Hace tiempo que me dedico a cultivar mis perversiones cada vez con más cariño y raro es que si miro a una dama y algo me encandila no cultive mi imaginación desnudándola o besándola y componiendo deliciosos desórdenes de mi apetito sobre su cuerpo y su alma; y raro es que no envidie a los humanos que consiguen liberarse de los aspectos más turbios e irracionales de su tribu y viven plenamente sus perversiones intelectuales, espirituales, convencionales, corporales, tribales…. Sigue funcionando la vieja norma de “no hacer nada contra, ni constreñir, la libertad ajena”, que, por cierto, no es la misma que “no hacer nada que arremeta contra los hábitos de la tribu”, quicio en el que uno ha de moverse con cierto desparpajo y cierta habilidad.

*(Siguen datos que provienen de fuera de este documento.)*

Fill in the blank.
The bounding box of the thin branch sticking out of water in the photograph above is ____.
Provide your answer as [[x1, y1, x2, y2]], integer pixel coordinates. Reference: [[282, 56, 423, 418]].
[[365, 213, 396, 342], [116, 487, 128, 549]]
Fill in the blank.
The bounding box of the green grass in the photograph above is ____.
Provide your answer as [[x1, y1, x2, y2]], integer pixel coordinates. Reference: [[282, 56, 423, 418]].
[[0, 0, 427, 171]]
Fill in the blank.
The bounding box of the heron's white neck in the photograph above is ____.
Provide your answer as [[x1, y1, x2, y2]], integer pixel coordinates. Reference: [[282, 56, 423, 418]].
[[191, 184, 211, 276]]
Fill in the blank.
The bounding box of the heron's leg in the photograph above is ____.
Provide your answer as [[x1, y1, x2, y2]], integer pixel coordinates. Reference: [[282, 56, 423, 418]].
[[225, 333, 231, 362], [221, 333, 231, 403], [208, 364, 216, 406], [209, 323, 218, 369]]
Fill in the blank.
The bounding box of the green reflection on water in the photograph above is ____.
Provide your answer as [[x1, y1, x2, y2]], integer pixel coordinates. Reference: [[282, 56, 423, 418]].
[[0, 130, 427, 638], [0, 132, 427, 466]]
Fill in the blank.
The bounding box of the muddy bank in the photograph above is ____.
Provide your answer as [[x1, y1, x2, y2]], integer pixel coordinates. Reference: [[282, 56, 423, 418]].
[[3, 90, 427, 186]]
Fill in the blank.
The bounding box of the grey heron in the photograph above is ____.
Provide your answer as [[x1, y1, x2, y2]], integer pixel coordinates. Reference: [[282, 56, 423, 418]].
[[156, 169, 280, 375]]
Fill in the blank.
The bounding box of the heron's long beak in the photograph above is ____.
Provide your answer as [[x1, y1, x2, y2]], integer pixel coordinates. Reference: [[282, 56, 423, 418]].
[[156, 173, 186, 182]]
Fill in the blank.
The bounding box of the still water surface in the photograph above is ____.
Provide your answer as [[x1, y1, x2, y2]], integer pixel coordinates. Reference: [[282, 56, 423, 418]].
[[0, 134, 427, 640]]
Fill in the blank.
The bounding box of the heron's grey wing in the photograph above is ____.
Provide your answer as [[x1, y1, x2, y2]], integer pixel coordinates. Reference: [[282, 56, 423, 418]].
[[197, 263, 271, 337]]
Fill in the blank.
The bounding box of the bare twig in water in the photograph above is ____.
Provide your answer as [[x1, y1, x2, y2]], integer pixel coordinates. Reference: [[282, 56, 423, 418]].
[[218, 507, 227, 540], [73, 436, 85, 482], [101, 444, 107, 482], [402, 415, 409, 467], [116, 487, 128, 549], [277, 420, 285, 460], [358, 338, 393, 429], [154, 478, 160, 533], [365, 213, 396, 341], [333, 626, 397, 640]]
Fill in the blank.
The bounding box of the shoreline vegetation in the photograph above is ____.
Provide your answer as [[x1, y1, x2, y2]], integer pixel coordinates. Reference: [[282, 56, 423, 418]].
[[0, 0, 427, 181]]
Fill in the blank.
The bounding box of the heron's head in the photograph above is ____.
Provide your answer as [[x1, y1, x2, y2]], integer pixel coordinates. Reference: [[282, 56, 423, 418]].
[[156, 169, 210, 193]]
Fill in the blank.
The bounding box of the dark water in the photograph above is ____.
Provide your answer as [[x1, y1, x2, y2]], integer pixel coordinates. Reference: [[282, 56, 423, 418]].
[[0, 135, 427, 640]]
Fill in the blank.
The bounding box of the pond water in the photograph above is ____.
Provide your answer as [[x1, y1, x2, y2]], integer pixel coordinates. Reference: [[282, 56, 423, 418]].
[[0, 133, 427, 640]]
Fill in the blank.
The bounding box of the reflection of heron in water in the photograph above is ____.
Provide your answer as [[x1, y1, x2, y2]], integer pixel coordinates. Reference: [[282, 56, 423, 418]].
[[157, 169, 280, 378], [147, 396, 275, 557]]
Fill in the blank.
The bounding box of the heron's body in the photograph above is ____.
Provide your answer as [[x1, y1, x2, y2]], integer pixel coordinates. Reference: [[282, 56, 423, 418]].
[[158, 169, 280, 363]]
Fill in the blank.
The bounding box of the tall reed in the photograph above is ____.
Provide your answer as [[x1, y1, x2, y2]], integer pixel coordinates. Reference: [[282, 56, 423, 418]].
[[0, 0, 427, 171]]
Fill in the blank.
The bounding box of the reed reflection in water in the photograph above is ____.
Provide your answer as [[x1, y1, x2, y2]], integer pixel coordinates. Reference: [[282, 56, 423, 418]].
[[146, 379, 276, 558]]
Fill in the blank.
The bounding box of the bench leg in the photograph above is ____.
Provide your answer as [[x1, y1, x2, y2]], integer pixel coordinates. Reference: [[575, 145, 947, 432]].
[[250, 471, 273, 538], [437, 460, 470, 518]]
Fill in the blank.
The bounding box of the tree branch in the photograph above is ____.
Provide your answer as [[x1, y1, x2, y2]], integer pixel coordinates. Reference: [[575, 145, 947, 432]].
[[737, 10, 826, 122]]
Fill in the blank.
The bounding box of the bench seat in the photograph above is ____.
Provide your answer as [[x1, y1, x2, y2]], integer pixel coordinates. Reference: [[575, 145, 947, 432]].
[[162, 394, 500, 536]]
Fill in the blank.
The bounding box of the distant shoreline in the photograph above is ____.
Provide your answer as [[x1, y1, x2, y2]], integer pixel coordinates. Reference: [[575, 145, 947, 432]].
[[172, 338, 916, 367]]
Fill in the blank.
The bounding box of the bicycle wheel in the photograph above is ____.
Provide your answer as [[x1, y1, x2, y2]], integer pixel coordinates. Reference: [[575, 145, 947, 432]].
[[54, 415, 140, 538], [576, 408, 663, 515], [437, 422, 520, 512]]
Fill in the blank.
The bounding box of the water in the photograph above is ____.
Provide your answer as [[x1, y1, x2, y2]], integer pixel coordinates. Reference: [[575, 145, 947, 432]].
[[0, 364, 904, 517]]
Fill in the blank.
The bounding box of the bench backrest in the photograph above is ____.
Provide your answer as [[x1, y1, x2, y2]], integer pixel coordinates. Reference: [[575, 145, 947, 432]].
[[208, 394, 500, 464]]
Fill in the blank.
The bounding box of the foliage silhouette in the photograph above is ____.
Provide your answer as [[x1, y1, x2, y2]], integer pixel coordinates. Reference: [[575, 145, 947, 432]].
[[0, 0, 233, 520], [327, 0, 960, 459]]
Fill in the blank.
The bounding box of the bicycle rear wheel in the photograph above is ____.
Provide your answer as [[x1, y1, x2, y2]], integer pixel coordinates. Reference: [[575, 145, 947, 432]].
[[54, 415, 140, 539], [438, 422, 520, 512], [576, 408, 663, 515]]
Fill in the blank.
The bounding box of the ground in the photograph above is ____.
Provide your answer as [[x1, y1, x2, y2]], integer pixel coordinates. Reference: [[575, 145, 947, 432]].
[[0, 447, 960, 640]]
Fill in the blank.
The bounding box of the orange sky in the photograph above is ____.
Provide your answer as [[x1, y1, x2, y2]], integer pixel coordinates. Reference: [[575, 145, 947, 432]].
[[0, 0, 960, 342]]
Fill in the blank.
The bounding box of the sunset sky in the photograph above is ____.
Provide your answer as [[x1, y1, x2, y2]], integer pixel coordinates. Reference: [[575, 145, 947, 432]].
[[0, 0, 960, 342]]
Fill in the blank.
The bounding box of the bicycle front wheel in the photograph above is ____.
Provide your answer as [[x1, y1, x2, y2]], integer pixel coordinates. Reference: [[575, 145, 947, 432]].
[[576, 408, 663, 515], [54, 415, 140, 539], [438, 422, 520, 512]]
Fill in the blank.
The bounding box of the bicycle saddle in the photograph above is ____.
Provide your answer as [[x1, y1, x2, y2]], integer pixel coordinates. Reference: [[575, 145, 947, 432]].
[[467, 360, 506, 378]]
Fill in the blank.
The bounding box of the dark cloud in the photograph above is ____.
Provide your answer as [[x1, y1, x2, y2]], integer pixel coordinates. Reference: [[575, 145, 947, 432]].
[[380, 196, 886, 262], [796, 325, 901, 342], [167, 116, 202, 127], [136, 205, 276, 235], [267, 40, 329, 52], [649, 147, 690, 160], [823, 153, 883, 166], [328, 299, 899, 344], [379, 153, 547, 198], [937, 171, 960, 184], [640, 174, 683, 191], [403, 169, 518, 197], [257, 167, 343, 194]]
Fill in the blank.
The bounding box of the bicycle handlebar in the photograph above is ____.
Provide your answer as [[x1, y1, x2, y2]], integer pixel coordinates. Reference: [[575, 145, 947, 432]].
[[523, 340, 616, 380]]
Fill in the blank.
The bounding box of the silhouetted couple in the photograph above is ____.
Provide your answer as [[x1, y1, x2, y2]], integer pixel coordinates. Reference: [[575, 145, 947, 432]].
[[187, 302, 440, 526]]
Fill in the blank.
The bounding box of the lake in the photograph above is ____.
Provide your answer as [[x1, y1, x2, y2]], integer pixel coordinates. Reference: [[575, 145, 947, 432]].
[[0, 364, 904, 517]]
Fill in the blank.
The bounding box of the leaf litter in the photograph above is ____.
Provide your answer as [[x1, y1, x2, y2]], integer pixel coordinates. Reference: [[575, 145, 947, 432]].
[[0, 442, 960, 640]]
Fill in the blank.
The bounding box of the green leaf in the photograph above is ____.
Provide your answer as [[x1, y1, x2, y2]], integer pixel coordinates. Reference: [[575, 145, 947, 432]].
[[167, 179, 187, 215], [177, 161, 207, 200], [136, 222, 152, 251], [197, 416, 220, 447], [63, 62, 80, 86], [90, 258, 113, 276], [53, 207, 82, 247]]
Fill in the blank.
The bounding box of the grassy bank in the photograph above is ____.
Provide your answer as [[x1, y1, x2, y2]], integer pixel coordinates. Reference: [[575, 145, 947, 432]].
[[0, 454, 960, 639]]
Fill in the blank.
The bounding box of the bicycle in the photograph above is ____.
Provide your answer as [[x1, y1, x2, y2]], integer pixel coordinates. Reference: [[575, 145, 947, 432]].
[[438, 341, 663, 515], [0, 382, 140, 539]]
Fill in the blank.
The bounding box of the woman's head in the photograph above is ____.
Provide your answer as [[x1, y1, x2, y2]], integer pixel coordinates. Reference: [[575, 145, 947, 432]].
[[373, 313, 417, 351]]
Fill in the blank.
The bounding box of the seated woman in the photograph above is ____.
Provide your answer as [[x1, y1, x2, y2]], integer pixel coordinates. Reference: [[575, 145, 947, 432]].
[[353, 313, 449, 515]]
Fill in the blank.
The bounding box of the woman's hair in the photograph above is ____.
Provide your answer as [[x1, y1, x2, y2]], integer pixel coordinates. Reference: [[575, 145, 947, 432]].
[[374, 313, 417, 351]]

La argumentación se me va lejos, y todo porque iba a justificar por qué ayer por la noche decidí probar sabores de helados en San Gemignano, en la Toscana italiana, por donde deambulo, ya que en ese lugar, detenido exactamente al mismo tiempo que el Arcipreste de Hita escribía el Libro de Buen Amor (esto es: a mediados del siglo XIV, por culpa de la peste) se dice que están las mejores heladerías del mundo, y de hecho, hay tres que así se anuncian –en todos los idiomas, incluido el chino y el japonés, citando una extraña federación de artesanos de helados. Como resulta que, por ahora, la mejor heladería del mundo, para mí, es la de “Siena” de la calle Narváez (en Madrid), como resulta que venía de Siena, como resulta que estaba entre mis prohibiciones y es una perversión que cultivo, como resulta que ayer la Toscana alcanzó los 38 grados a la sombra y la intensa noche de julio rondaba los 32, y como resulta que por aquellas callejuelas del anochecer todo el mundo andaba un poco desatado mostrando de que sí y de que no sus flancos débiles, este peregrino saboreó la menta, la nocciella, el pistacho, las frutas del bosque, el limón, la pera, la “terra de Siena”, il baccio…. y terminó feliz, ahíto y perverso en la plaza central de san Gimignano compartiendo la magia de la noche con los que allí se daban a ser.

He dudado sobre si ilustrar estas veleidades con algunas de las cosas que arriba se dicen: los helados, los glúteos, las callejuelas, el Arcipreste….  y he recordado que tengo lectores de tribus diferentes, en algunos casos muy integrados en su tribu, de modo que bastantes se sienten molestos si hablo de la virgen, si ilustro con desnudos, si digo palabrotas, si expongo la corrupción de mi departamento universitario, si etc., al final he concedido que aparezca por ahí el historiador (edité antaño el Libro de Buen Amor) y el viajero; aunque confieso que, en realidad, cuando mordía y daba lametazos al helado de menta, tenía delante a la dama de negro, sentada en una escalinata, con la falda recogida. Y había una perversión.